If you look at the tea towel, with the picture of a very traditional whiskey distillery, that is exactly how I remember Glengoyne 33 years ago; a wonderful setting, not too large, with iconic buildings.  I saw it on a beautiful sunny day; John and I were having a day off from a ‘heavy’ programme from the Edinburgh Fringe Festival.  We were seeing up to seven shows a day so taking a day off was a great idea.  John thought it was good because he liked the taste of the Glengoyne Malt and was going to buy a bottle.  I liked the idea because I had a feeling that there would be a tea towel.  What I like about this tea towel is that the picture, together with the Royal Warrant, is large enough to be clearly seen.

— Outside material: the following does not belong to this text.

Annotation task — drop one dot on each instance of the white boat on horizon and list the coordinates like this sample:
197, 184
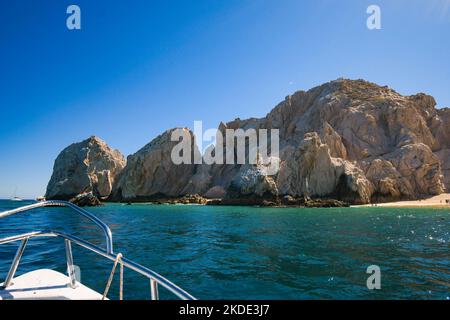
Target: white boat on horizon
15, 197
45, 284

Just north of Glasgow, Glengoyne has been described as “the most beautiful distillery in Scotland”.  Whiskey has produced continuously here since 1833, although there were illicit stills for many years prior to that.  It is unique in that Glengoyne does not use peat to dry the barley but warm air.  That’s what I like about distilleries, they each have their own unique selling points.  I do think that in 1984 Glengoyne was understated and unpretentious; no big Visitors Centre, just a small shop selling what it should – whiskey (and, of course , tea towels).   That’s not to say it isn’t like that now, but I haven’t been back so I can’t  say. I have lovely memories of that visit and those memories come flooding back as I do the wiping up.